A primera vista, la mesera irradiaba energía, hablaba rápido y fuerte, movía las manos en exceso y parecía tener tatuada en el rostro la sonrisa. Pero había algo en su mirada que llamó la atención de Maura. Sus ojos, pequeños y rodeados de líneas de expresión, dejaban ver un panorama distinto al que mostraba en el exterior. Esa mujer sufría una pena que solo puede identificar otra persona que vive lo mismo. Sintió empatía, abrió la boca una vez más, pero no se atrevió a decir lo que pensaba.

—Gracias —respondió en su lugar, y dio un trago a su bebida.

La mesera asintió y se retiró a continuar sus labores. La joven sentía el estómago revuelto, y no era por el gas de su refresco chocando con los jugos gástricos que exigían recibir alimento, no. Por algún motivo, Maura sentía la urgencia de preguntarle qué era lo que le pasaba.

Tomó un bocado de la hamburguesa, sorprendida de cuánto lo disfrutaba. Julia tenía razón: la hamburguesa era casera, pero preparada con dedicación y una sazón exquisita. La combinación le supo a logro. No por lo que era, sino por lo que representaba: una decisión propia. Un paso más hacia el cierre que tan desesperadamente necesitaba.

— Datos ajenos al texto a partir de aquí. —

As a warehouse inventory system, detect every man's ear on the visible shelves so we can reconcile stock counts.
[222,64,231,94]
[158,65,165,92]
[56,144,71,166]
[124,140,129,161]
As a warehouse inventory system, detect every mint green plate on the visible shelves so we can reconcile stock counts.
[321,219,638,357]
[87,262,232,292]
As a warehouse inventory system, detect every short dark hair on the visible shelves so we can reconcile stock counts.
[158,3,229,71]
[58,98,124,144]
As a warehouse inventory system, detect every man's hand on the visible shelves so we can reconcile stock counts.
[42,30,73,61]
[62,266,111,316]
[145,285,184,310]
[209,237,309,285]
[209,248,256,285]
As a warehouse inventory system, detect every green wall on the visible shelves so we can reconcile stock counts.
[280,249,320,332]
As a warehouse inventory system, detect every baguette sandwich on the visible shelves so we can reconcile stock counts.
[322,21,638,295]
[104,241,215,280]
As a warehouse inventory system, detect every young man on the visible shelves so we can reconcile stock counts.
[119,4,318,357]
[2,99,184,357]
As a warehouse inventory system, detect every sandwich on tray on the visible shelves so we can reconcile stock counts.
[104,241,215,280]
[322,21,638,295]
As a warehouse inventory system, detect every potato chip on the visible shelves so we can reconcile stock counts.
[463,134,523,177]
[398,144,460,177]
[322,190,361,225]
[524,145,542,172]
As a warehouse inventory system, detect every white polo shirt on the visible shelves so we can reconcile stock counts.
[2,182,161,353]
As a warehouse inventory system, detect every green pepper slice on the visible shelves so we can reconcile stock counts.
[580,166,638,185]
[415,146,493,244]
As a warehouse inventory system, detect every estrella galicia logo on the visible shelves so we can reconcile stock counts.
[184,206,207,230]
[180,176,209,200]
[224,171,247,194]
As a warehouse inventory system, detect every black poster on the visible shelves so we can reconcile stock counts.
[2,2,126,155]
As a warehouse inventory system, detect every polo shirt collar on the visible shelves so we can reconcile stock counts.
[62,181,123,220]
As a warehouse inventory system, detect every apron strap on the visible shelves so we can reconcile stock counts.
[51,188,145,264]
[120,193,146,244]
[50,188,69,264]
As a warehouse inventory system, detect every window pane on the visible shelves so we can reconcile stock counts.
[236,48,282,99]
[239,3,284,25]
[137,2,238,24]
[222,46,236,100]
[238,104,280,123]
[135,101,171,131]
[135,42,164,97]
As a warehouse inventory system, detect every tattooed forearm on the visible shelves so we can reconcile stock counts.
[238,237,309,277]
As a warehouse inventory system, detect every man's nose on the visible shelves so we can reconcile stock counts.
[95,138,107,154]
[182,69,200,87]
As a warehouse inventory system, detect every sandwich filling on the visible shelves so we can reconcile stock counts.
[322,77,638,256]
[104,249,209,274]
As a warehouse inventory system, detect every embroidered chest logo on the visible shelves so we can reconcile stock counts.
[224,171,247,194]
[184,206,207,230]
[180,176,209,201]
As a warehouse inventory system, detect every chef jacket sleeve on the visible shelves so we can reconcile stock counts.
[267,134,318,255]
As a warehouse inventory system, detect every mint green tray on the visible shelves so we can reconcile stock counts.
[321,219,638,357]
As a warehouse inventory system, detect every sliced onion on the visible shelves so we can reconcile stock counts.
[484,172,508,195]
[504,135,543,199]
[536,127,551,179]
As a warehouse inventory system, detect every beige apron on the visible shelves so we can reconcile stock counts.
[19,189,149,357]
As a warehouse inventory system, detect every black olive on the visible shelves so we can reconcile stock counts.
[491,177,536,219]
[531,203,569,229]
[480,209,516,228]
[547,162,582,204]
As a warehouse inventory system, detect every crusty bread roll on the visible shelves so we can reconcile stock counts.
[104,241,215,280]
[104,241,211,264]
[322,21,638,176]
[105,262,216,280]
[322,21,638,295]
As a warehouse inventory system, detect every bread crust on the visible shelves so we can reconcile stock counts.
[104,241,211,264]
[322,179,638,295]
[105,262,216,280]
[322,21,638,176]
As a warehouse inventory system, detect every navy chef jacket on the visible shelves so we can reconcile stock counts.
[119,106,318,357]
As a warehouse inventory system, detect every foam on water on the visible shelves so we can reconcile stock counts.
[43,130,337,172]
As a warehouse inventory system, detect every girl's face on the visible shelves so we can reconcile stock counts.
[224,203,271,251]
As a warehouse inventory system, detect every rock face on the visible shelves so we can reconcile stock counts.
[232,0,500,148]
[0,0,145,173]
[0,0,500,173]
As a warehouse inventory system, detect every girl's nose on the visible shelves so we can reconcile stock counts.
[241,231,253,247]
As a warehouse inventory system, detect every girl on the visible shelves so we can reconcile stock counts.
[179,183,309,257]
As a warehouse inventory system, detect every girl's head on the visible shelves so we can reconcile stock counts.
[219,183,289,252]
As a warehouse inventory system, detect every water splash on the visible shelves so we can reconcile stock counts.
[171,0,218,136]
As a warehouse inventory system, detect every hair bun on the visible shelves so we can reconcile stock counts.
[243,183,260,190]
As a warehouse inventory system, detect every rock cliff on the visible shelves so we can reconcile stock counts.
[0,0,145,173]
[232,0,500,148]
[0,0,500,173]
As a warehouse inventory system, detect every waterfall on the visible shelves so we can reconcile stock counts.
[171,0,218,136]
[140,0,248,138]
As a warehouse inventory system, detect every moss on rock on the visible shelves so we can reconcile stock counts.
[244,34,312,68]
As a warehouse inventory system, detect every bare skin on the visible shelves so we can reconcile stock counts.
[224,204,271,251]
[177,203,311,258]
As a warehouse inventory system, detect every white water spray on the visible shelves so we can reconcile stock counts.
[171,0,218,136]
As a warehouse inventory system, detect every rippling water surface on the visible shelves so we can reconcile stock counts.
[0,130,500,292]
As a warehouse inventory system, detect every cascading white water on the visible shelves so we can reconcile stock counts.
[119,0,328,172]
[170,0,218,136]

Sacó su libreta y marcó como “realizado” el renglón en el que se leía “comer en público”. Repasó la lista una vez más; se estaba empezando a quedar sin cosas sencillas que marcar, y apenas llevaba dos. Por una parte, se arrepentía de haberse puesto tan profunda al momento de redactarla, y por otra, creía que no tendría chiste si solo hubiera puesto situaciones sencillas de sobrellevar.

“Decir adiós”: ¿A quién? ¿En su trabajo? ¿A su familia, aunque no hubieran hablado desde hacía más de cinco años? No. Ese punto podía esperar.

“Pedir ayuda”: Ni siquiera sabía por qué había puesto ese punto, no estaba segura de necesitar ayuda para nada a esas alturas de su vida.

“Hablar con un extraño”: Levantó la mirada buscando a la mujer, quien ahora conversaba con una pareja de ancianos en la otra esquina del local. Julia reía con ellos, como si los conociera de toda la vida. Maura no pudo evitar pensar que quizás sí los conocía. O quizás simplemente era de esas personas que se entregan por completo a lo que hacen, aun cuando nadie les aplauda por ello.

Se sentía intrigada. ¿Cómo podía ser una persona tan feliz, pero tener una mirada tan triste? Había elegido qué punto marcar en su anti-lista a continuación, pero ese no era el momento. “Tendré que volver”, pensó. No sabía si lo cumpliría hoy, mañana o nunca. Pero estaba ahí. Una posibilidad. Cerró la libreta y sonrió, esta vez con honestidad.

Tal vez no se sentía mejor, pero al menos, por primera vez en mucho tiempo, sentía que tenía un propósito.